Q: Do Trump-era FLSA regulations governing independent contractor classification and joint employer status (still) apply?
A: The U.S. Department of Labor (USDOL) announced its decision to reverse a Trump-era rule governing the employee/independent contractor distinction under the Fair Labor Standards Act (FLSA) that was scheduled to go into effect on March 8. The decision comes on the heels of another recent announcement by the Biden administration that requested public comment about its intention to rescind the Trump-era regulations governing joint employment under the FLSA, which went into effect in March 2020. Both reversals have significant implications for whether a company is considered an employer under the FLSA and thus subject to minimum wage, overtime, and recordkeeping requirements under the statute.
Joint Employment Rule To Be Rescinded
Last year, the Trump administration revised the FLSA’s joint employer rules (29 C.F.R. Part 791) to create a unified rule that harmonized an inconsistency that had developed after various federal circuit courts applied different tests for whether an employee is jointly employed by more than one employer. However, in September 2020, a federal district court in New York held that the revised joint employer rules violated the Administrative Procedures Act (APA). See Troutman Pepper’s discussion of that decision here.
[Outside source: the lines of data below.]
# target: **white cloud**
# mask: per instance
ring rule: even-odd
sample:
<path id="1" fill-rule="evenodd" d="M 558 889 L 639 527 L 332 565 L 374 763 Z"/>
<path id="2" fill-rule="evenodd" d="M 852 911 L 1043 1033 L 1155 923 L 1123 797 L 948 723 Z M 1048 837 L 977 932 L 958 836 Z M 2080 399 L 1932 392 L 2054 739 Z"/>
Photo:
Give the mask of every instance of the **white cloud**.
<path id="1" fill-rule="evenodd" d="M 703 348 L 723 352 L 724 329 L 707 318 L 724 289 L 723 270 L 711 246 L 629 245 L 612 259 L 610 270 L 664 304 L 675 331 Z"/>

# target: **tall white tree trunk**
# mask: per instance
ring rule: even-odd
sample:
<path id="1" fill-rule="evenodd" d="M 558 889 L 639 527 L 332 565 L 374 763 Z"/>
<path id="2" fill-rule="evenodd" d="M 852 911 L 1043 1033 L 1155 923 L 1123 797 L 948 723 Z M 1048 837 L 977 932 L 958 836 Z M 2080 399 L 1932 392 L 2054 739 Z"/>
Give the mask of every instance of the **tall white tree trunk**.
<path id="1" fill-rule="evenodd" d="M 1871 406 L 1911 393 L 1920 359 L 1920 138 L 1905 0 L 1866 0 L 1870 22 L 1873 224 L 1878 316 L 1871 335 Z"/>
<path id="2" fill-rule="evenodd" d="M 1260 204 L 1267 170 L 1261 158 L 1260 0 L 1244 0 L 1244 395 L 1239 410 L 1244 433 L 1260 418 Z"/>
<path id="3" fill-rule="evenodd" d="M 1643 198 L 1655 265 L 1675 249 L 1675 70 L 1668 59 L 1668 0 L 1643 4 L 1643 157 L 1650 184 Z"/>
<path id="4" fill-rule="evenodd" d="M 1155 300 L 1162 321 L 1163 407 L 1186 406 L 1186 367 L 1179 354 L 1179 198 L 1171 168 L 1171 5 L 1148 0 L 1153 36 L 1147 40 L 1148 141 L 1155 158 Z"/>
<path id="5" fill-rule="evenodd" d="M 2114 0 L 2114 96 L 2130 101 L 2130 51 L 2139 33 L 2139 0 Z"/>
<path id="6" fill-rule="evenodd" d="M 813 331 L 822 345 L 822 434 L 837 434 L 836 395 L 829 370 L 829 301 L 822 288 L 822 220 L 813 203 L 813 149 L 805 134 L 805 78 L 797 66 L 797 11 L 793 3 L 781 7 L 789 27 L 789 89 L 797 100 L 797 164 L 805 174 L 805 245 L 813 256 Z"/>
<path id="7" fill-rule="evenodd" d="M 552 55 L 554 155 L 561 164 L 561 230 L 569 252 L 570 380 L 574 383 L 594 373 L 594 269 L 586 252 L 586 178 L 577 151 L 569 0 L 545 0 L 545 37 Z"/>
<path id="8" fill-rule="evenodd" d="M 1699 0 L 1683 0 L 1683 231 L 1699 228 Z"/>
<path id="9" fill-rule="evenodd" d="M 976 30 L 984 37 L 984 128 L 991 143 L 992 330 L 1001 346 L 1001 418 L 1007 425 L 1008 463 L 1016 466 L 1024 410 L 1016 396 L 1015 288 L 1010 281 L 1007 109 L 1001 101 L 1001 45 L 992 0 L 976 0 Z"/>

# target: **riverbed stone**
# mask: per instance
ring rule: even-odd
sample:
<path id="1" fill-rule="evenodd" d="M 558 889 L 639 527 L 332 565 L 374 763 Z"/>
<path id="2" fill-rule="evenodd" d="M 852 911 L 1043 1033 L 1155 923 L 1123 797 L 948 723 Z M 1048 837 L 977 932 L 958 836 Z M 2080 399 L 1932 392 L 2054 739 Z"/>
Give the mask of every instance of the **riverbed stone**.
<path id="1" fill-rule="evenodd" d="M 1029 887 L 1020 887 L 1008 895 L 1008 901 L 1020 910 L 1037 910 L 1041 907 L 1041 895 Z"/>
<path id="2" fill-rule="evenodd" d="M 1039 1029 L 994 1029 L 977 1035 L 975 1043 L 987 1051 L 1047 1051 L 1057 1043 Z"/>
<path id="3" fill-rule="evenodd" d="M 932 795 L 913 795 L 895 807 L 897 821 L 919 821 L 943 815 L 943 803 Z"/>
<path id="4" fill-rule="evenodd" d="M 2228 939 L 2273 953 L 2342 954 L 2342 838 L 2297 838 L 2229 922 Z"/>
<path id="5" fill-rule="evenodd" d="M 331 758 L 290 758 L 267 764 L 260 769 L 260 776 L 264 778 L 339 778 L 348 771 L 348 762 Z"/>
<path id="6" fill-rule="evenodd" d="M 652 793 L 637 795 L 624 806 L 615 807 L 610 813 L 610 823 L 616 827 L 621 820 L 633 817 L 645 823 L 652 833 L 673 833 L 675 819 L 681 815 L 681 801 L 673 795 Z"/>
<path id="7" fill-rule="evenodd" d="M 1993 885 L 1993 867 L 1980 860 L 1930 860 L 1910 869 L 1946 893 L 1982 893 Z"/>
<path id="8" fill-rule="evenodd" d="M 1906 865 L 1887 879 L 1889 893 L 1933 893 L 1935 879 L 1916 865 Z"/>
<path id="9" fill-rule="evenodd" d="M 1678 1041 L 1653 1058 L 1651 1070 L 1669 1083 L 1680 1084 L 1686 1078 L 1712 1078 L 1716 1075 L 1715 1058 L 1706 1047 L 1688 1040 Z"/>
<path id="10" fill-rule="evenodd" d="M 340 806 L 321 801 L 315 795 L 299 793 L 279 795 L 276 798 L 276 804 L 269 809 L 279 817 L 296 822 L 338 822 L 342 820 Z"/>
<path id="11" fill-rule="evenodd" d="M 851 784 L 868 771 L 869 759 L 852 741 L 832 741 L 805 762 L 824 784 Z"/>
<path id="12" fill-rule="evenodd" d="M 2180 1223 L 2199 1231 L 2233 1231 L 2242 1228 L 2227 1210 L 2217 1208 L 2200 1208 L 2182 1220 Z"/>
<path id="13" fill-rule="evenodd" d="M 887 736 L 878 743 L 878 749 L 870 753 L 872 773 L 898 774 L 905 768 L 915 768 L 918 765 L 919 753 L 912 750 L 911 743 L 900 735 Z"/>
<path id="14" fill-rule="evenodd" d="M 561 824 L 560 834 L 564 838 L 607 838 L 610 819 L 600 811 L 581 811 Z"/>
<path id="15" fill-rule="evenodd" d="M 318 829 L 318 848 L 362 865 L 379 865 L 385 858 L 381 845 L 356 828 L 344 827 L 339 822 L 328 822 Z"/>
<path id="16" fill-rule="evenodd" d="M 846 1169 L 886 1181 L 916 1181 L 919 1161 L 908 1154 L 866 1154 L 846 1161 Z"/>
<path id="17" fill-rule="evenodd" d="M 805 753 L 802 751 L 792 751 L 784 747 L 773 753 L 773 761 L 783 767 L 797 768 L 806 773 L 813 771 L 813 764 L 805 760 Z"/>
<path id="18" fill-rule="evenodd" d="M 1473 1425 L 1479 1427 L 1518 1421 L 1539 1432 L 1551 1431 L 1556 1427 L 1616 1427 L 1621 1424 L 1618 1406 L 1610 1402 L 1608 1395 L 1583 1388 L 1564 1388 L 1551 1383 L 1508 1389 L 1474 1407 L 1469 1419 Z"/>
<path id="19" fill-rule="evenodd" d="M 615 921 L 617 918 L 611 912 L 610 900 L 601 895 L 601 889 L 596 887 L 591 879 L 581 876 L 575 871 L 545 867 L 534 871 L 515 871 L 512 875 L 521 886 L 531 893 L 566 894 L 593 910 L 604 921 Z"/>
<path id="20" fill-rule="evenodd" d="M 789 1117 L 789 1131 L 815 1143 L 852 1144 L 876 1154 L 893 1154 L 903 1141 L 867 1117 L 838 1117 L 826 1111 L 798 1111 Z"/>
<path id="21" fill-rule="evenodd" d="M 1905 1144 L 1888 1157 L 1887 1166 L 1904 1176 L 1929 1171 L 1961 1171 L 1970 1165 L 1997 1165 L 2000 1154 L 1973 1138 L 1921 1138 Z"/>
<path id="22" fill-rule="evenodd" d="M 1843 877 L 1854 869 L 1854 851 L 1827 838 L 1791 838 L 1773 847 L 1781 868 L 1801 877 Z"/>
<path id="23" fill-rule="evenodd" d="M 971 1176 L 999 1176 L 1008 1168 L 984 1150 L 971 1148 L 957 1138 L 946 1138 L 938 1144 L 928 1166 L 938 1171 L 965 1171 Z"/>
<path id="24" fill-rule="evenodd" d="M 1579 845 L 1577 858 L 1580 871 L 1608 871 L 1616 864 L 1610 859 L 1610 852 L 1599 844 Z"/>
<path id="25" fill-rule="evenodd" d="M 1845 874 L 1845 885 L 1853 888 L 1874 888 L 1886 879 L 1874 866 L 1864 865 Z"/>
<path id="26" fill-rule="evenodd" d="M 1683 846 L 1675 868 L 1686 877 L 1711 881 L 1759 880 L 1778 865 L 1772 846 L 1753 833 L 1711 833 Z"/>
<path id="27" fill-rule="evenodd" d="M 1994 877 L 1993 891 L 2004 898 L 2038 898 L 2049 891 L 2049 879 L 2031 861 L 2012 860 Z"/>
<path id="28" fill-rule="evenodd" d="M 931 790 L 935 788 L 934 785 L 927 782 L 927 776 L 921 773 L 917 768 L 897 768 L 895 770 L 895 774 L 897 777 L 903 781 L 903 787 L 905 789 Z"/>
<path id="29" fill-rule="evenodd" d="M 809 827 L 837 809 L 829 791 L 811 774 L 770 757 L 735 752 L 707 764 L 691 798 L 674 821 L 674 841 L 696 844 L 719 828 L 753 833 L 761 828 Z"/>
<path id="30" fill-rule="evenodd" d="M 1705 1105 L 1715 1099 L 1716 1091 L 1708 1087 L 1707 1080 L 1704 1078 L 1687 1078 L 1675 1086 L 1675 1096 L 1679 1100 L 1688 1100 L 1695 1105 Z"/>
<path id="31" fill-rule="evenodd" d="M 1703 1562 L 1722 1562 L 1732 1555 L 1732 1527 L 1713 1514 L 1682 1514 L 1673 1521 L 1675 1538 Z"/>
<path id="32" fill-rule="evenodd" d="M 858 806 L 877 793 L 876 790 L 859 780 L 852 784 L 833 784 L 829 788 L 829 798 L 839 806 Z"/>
The court’s decision was pending an appeal in the Second Circuit at the time the Biden administration solicited public comments as to its intention to rescind the earlier rule.
The USDOL now proposes to return to its earlier joint employer rules, citing the concerns noted by the federal court’s decision. In particular, the USDOL noted that it shared the court’s concerns that the joint employer rules were unreasonably narrow and approximated a “control test” to determine an employment relationship at common law. Per the USDOL, this “control test” is inconsistent with the FLSA because the statute’s definition of “employ” (i.e., “to suffer or permit to work”) has been noted in case law to be among the broadest definitions anywhere in the federal statutes and stretches the meaning of “employee” under the FLSA to cover areas that would not be covered by a strict application of traditional agency law. In particular, the USDOL criticized the Trump-era rule as not giving proper regard to the employee’s economic dependence on the potential joint employer (i.e., the “economic realities”).
While not noted as a reason motivating the regulatory change, by returning to the old joint employer rules, the FLSA will realign with regulatory tests for joint employment under the Family and Medical Leave Act of 1993 (FMLA). Prior to the Trump administration’s decision to update the joint employer regulations under the FLSA, both the FMLA and FLSA had relied upon the same multifactor tests.
Independent Contractor Rule Rescinded
During the waning weeks of the Trump administration, the USDOL announced a revised independent contractor rule, scheduled to go into effect on March 8. However, following President Biden’s inauguration, the USDOL promptly delayed the effective date of the rule, with that delay now upgraded to a permanent cancellation.
Consistent with its objections to the joint employer regulations, the Biden administration’s disagreement with the independent contractor test centers around the test’s emphasis on “control” and “opportunity for profit or loss” as “core” factors to be weighed above other factors. In particular, the Biden administration took issue with the Trump-era’s proposal to narrow the import of a factor that considers “whether the worker’s work is an integral part” of the employer’s business. USDOL also expressed disagreement with the Trump administration’s decision to assign greater significance to whether the actual practice of the parties indicates an exercise of control instead of whether there is a right or authority to control (regardless of its exercise).
For employers, the key takeaway is that the USDOL is rewinding the tape on regulatory reforms put forth under the prior administration. Employers who had begun to assess their FLSA compliance under the revised joint employer rules, for example, should be careful to reassess compliance based upon the rules in place prior to the Trump administration’s changes.